Additionally, it is possible to statically link the OpenSSL library.
Add -DOPENSSL_USE_STATIC_LIBS=true to the cmake configure step.
Building statically with openssl in this way has been known to have issues recently on Windows (See #944)
--with-edgex
A legacy option intended to help cross compilation - if you use this option please let us know as there are probably more modern options for cross-compiling
--enable-pthread
Enable threading using the pthread library
--enable-cap
Use the libcap to provide reduction of the security privileges needed in the running daemon
--enable-pcap
If the pcap library is available then the n2n-decode tool can be compiled.
--enable-natpmp
One of the two UPnP libraries, this one supports the NATPMP protocol. See also the next option.
This option depends on the library being installed - on Debian and Ubuntu,
this is apt-get install libnatpmp-dev
--enable-miniupnp
Enables the other kind of UPnP port mapping protocol.
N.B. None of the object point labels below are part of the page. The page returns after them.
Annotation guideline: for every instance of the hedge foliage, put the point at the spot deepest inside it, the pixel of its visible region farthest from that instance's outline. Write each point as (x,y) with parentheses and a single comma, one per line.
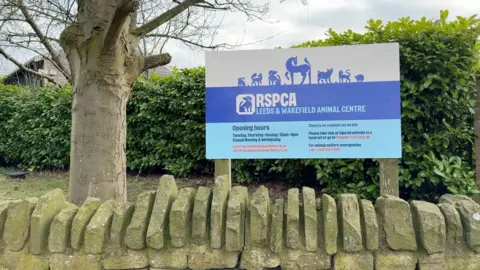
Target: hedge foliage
(166,128)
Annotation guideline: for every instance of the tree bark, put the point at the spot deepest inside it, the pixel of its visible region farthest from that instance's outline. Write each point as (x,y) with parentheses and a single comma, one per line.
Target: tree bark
(98,138)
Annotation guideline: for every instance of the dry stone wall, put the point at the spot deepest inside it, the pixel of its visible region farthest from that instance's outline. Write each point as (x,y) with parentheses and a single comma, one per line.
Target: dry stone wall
(225,227)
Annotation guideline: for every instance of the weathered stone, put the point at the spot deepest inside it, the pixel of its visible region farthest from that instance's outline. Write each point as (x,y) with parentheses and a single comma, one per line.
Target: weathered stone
(137,230)
(470,215)
(399,260)
(3,216)
(168,258)
(395,223)
(293,219)
(455,241)
(349,223)
(98,228)
(430,225)
(132,260)
(235,227)
(201,211)
(310,218)
(180,217)
(157,229)
(18,223)
(218,212)
(466,262)
(121,218)
(259,217)
(259,259)
(432,262)
(276,230)
(80,222)
(48,206)
(369,223)
(75,262)
(204,257)
(299,259)
(357,261)
(329,214)
(60,230)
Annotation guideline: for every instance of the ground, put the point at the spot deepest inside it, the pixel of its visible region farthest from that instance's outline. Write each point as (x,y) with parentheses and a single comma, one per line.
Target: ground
(37,183)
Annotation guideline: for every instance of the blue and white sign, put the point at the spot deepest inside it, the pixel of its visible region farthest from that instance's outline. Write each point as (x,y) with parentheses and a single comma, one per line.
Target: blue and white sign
(323,102)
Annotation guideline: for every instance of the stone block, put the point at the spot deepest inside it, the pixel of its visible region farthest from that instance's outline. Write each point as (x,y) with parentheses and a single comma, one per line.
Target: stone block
(23,260)
(259,259)
(430,226)
(470,215)
(80,222)
(75,262)
(158,225)
(235,227)
(121,219)
(60,230)
(330,229)
(17,224)
(168,258)
(432,262)
(276,228)
(349,223)
(180,217)
(48,206)
(205,257)
(131,260)
(293,219)
(310,218)
(350,261)
(201,212)
(98,228)
(218,211)
(399,260)
(135,235)
(368,219)
(395,223)
(259,218)
(300,259)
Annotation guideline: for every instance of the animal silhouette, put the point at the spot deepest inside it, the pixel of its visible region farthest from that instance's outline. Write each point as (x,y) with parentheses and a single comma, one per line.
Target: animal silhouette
(293,67)
(246,104)
(274,78)
(257,79)
(344,77)
(241,82)
(324,76)
(360,78)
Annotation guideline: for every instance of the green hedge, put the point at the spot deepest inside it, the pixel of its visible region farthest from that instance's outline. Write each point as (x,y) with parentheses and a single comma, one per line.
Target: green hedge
(166,119)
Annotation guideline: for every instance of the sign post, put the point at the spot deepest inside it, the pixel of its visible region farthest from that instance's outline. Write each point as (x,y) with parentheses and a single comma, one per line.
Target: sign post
(305,103)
Turning on either of these two UPnP libraries will enable UPnP support within the n2n-portfwd tool.
This option depends on the library being installed - on Debian and Ubuntu,
this is apt-get install libminiupnpc-dev
Disable Multicast Local Peer Detection
For better local peer detection, the edges try to detect local peers by sending REGISTER packets to a certain multicast address. Also, edges listen to this address to eventually fetch such packets.
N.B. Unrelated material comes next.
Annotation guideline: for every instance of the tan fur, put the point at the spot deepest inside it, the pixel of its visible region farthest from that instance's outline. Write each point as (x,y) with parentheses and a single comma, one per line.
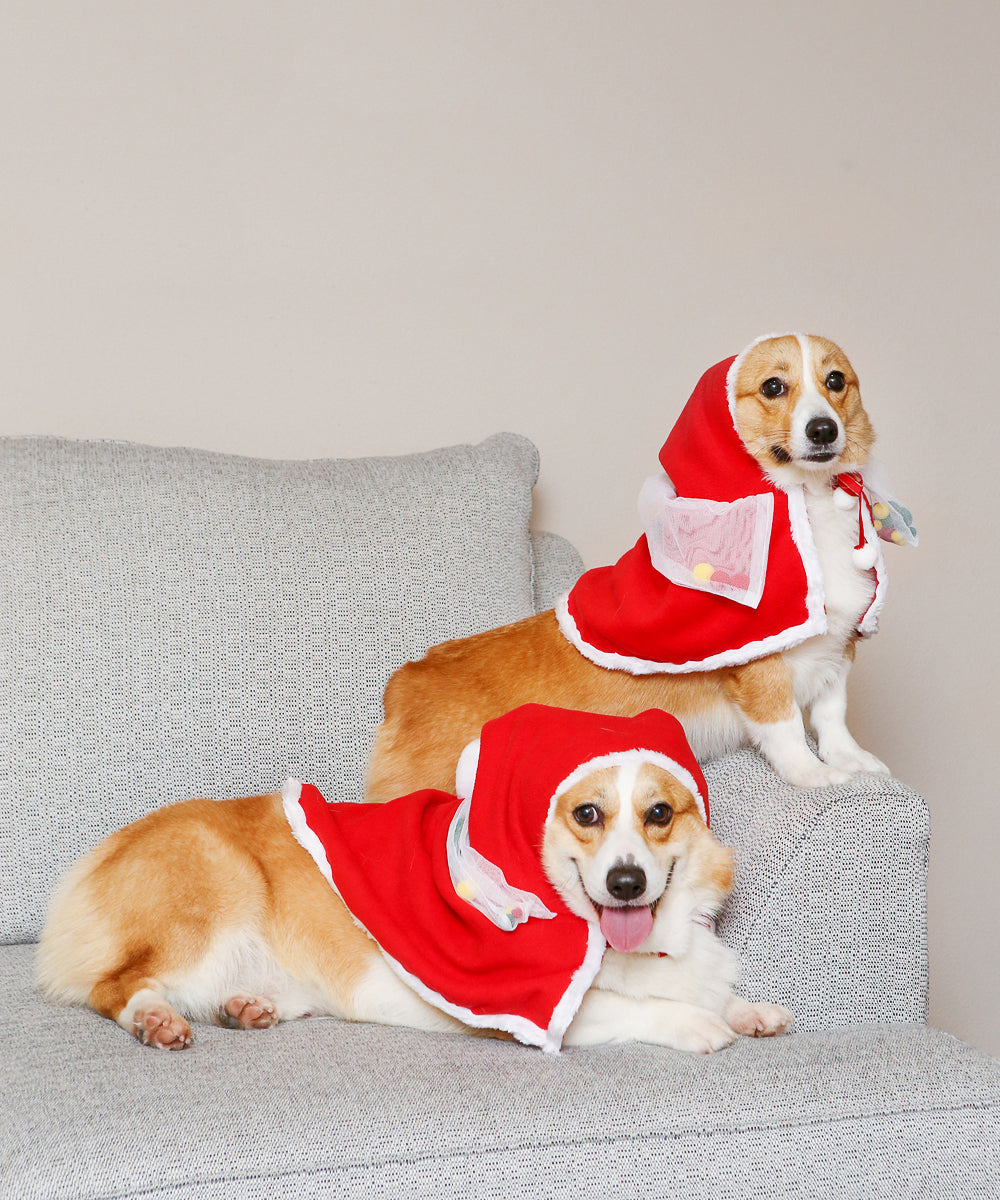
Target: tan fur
(144,909)
(433,707)
(197,910)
If these packets disturb network's peace or even get forwarded by (other) edges through the n2n network, this behavior can be disabled
Makefile
Add
-DSKIP_MULTICAST_PEERS_DISCOVERY
to your CFLAGS when configuring, e.g.
./configure --with-zstd CFLAGS="-O3 -march=native -DSKIP_MULTICAST_PEERS_DISCOVERY"
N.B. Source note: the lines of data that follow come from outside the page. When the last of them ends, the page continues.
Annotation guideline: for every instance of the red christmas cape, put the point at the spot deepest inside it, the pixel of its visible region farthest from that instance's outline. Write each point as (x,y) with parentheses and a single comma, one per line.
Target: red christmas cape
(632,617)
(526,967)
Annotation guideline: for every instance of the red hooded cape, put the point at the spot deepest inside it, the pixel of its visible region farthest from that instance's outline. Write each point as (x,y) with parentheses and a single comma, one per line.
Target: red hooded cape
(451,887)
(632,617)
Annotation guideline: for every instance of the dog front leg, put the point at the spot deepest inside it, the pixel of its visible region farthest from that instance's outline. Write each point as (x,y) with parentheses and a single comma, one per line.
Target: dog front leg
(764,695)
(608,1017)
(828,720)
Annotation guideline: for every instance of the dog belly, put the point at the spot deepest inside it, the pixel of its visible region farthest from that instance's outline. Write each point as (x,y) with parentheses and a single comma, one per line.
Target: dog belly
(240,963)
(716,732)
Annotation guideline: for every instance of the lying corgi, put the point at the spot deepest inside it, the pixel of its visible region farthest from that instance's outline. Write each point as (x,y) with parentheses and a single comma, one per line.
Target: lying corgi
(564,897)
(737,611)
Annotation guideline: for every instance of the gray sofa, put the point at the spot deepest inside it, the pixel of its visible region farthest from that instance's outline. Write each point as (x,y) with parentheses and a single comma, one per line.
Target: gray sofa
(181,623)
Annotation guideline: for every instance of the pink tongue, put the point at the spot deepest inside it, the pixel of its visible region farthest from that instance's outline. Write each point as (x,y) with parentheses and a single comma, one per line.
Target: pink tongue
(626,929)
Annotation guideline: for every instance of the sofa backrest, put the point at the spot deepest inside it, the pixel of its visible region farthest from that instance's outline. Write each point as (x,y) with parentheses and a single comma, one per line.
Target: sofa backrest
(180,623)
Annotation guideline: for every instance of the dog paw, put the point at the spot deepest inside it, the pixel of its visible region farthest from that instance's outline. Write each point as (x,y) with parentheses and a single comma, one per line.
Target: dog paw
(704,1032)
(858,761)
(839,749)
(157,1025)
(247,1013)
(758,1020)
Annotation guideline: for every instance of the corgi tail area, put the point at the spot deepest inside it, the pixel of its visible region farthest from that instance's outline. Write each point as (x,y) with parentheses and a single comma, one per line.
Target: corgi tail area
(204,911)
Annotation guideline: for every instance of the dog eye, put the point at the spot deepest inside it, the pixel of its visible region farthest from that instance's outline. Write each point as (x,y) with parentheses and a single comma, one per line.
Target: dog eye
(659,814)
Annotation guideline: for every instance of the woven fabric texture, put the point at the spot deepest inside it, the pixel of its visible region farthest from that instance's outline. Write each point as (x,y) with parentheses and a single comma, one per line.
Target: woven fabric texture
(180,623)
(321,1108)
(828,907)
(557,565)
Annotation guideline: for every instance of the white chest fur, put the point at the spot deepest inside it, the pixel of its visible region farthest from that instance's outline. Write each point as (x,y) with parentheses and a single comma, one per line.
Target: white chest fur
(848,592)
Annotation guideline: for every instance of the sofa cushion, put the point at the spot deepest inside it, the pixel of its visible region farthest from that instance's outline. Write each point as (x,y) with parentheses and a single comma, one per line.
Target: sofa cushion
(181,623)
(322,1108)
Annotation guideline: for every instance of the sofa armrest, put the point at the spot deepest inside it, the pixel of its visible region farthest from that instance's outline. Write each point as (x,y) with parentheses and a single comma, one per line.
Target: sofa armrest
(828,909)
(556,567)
Deprecation of --with options
Due to historical reasons, the autoconf system does not validate the syntax
of any --with-X style options, thus to provide the highest confidence in
the correctness of configuration and compilation, --enable-X style options
are preferred. As part of this, the older --with-X options will eventually
be migrated to use --enable-X
CMake configuration
There are a number of OPTION statements in the CMakeLists.txt file that can have their settings changed. This is done by adding a commandline option to the cmake configure stage.
e.g:
cmake -DN2N_OPTION_USE_ZSTD=ON ..
Note that the names of the configure option variables used in the cmake process will probably change to make the source code consistent.
Optimisation options
Compiler Optimizations
The easiest way to boosting speed is by allowing the compiler to apply optimization to the code. To let the compiler know, the configuration process can take in the optionally specified compiler flag -O3:
./configure CFLAGS="-O3"
The tools/n2n-benchmark tool reports speed-ups of 200% or more! There is no known risk in terms of instable code or so.
Hardware Features
Some parts of the code significantly benefit from compiler optimizations (-O3) and platform features
such as NEON, SSE and AVX. It needs to be decided at compile-time. Hence if compiling for a specific
platform with known features (maybe the local one), it should be specified to the compiler – for
example through the -march=sandybridge (you name it) or just -march=native for local use.
So far, the following portions of n2n's code benefit from hardware features:
AES: AES-NI
ChaCha20: SSE2, SSSE3
SPECK: SSE2, SSSE3, AVX2, AVX512, (NEON)
Random Numbers: RDSEED, RDRND (not faster but more random seed)
The compilations flags could easily be combined:
./configure CFLAGS="-O3 -march=native".
There are reports of compile errors showing n2n_seed': random_numbers.c:(.text+0x214): undefined reference to _rdseed64_step' even though the CPU should support it, see #696. In this case, best solution found so far is to disable RDSEED support by adding -U__RDSEED__ to the CFLAGS.
SPECK – ARM NEON Hardware Acceleration
By default, SPECK does not take advantage of ARM NEON hardware acceleration even if compiled with -march=native. The reason is that the NEON implementation proved to be slower than the 64-bit scalar code on Raspberry Pi 3B+, see here.
Your specific ARM mileage may vary, so it can be enabled by configuring the definition of the SPECK_ARM_NEON macro:
./configure CFLAGS="-DSPECK_ARM_NEON"
Just make sure that the correct architecture is set, too. -march=native usually works quite well.